Beyond compliance: building healthier programmes through data, culture and climate

Key takeaways
With more than 2,500 audits and 154,000 observations completed last year, we show how consistent behaviours and everyday checks are strengthening our safety climate.
A 275% rise in occupational health inspections and continued growth in leading indicators illustrate how data is helping us understand risks earlier and plan more effectively.
As our industry focuses together on serious risks, we outline how leadership visibility and a more open culture are helping teams work safely and with greater confidence.

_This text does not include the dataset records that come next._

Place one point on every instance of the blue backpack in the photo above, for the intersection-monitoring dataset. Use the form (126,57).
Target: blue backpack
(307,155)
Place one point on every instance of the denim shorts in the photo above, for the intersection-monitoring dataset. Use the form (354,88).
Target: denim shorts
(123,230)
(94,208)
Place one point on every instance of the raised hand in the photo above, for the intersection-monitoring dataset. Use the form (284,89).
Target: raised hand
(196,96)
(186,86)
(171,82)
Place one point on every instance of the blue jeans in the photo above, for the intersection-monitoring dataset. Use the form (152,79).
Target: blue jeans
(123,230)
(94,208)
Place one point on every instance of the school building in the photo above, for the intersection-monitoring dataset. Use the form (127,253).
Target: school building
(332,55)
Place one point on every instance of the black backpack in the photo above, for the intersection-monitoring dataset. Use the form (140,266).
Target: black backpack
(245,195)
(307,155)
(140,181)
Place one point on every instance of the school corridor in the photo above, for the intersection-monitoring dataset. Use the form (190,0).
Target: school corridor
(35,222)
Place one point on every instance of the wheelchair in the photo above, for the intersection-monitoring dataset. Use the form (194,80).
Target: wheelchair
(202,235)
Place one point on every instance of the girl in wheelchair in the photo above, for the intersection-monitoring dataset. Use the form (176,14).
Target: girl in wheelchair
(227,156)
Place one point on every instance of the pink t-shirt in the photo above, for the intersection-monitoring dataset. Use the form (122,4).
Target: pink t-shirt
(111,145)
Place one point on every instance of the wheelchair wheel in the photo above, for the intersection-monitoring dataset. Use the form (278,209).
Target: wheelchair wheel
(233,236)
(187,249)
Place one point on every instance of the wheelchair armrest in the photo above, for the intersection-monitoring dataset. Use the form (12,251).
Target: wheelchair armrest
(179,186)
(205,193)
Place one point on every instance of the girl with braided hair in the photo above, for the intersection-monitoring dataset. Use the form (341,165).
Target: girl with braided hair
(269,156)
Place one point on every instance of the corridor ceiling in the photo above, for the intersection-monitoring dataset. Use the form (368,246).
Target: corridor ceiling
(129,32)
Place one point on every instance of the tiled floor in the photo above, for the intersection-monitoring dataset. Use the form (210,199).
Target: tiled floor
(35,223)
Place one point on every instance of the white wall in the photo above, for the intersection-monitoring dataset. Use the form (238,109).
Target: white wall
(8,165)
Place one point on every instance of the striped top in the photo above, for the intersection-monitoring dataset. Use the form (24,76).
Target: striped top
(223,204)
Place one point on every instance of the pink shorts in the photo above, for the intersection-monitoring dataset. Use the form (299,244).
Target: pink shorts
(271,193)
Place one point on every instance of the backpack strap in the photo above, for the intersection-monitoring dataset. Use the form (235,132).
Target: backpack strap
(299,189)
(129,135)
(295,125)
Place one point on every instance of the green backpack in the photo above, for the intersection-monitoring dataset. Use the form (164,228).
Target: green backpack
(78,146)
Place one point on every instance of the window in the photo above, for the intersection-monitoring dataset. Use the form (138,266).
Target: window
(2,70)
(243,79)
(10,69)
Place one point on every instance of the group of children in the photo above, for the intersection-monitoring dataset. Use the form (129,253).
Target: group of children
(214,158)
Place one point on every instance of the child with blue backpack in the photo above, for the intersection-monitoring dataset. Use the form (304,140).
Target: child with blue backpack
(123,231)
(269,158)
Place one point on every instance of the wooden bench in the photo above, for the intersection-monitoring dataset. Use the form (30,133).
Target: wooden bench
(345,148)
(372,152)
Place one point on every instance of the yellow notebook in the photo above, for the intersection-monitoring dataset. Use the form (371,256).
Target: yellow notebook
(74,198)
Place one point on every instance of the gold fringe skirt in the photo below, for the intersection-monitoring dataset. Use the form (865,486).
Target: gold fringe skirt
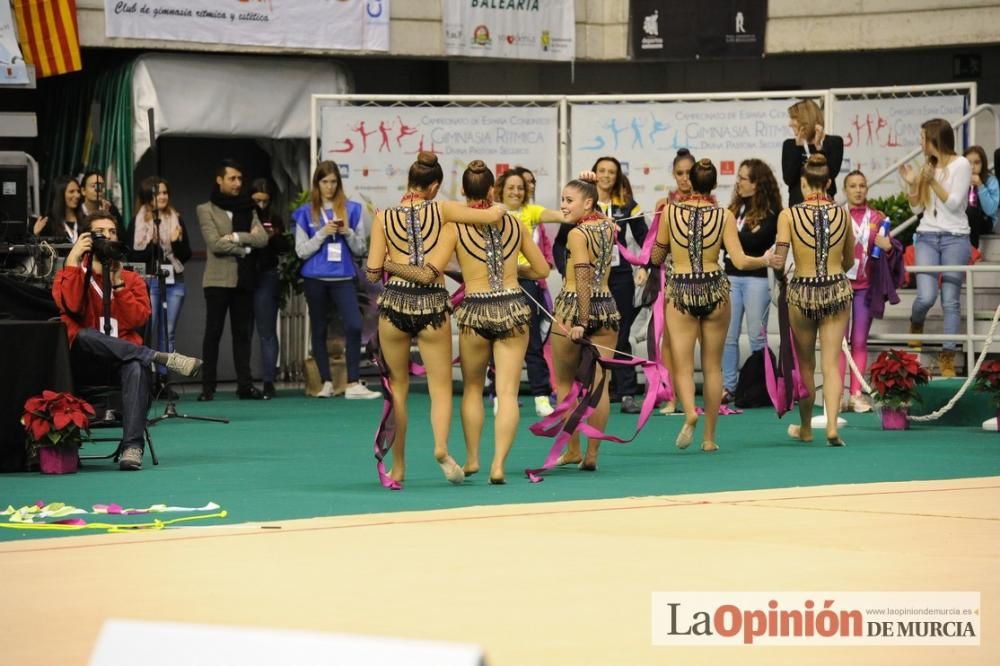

As we look ahead to the future of our sector, our approach to health, safety and wellbeing must go further than meeting requirements. It must be a cultural imperative. Good systems and technology support us, but people keep people safe. It is our judgement, our conversations and our confidence to speak up that prevent harm. This responsibility is shared across our industry and an opportunity to work together, learn together and protect one another together.
Last year our teams delivered more than 2,500 audits, 57,000 inspections, 154,000 observations and 54,000 actions. These numbers show attention at every level. They demonstrate that we are engaging early, reviewing properly and learning fast. This is what forecasting safety looks like in practice.
1. Putting people at the centre
This year we are placing even greater emphasis on behaviour. Curiosity remains one of the most powerful tools we have. When something does not look right, we want teams to pause, check, ask questions and understand the full picture before work begins.
Embedded in our ethos are our “Four steps to going home safe and well”, a clear checklist guiding teams to confirm their behaviours, systems, workplace and equipment are safe. Our “Observe. Engage. Improve.” approach strengthens these moments and supports a more robust safety climate.
Across the business we are seeing positive shifts. Directors are engaging more consistently on sites and lessons learned calls are happening across multiple project teams. We are maintaining a clear focus on occupational health, including dust, health surveillance and COSHH (Control of Substances Hazardous to Health). Whilst daily and nightly briefings are standard practice with attendance from all levels of the project, we are seeing greater input and collaboration as we continue progressing towards digital delivery.
2. Using data to look forward, not only back
Compared with last year, occupational health inspections rose by 275%, safety observations by 11%, safety audits by 2% and safety inspections by 34%. These trends give us a clearer view of how behaviours are shifting and where support is working. Traditionally we have relied on lagging indicators such as incident rates, near misses and recorded injuries to understand performance. These remain essential, but they only reflect what has already happened.
Our focus now is to strengthen the use of leading indicators that help us anticipate change rather than react to it. As we look to expand the use of riskHive across the business and introduce it earlier at the Pre-Construction (PCSA) stage, we can build a clearer picture of emerging patterns and potential risks before work begins on site.
This approach reduces manual reporting at project level and directs attention to where it is most needed.
riskHive will not replace the judgement of our people, but it will enhance it. When digital insight and experience work together, we make better decisions and build programmes that are more predictable and safer.
3. Shifting our focus: leadership and culture
For too long, our industry's approach to safety has been fear of negative outcomes, rather than consolidating positive behaviours. Fear does not create safer projects. Focus does. In 2026, we want people to feel supported to speak up early and for leaders to reinforce the positive behaviours that keep teams safe and help mitigate risks before they grow.
Our focus now is on strengthening leadership visibility, building trust and creating an environment where positive behaviours are recognised and repeated. This cultural shift underpins everything else in this strategy and is how we will continue to improve safety and wellbeing across our projects.
4. Working together to address our most serious risks
Collaboratively with our industry peers, through our work with the Tier 1 Health and Safety Leadership Group (HSLG), we recognise that some risks cannot be solved by one organisation alone. Through a collective approach, we can tackle the most serious safety challenges in our industry. As the HSLG feeds into the Construction Leadership Council (CLC), which brings together key industry leaders to drive improvements in health, safety and wellbeing across the sector, this work strengthens our shared direction. We are developing clear hierarchies of control that help prevent incidents with life changing consequences. Together we are focusing on four fatal risk groups; lifting operations, people and plant interface, working at height and electrical safety.
Beyond this, there is a wider conversation about mental health. It requires shared understanding, consistent standards and open dialogue so people feel able to ask for help when they need it. Improving understanding to reduce the stigma surrounding mental health in the workplace, particularly in construction, we are strengthening how we support people across our sites. Alongside our own initiatives, this reinforces that health and safety are two sides of the same coin.
Forecasting safety is not about adding more process. It is about understanding the climate of our projects, using data wisely, planning properly and empowering people to take ownership.
My ambition is simple. I want every colleague across our industry to go home safe and well every day. By strengthening our culture, building confidence and using the insight we now have across our projects, we will create an environment where wellbeing, productivity and safety reinforce each other.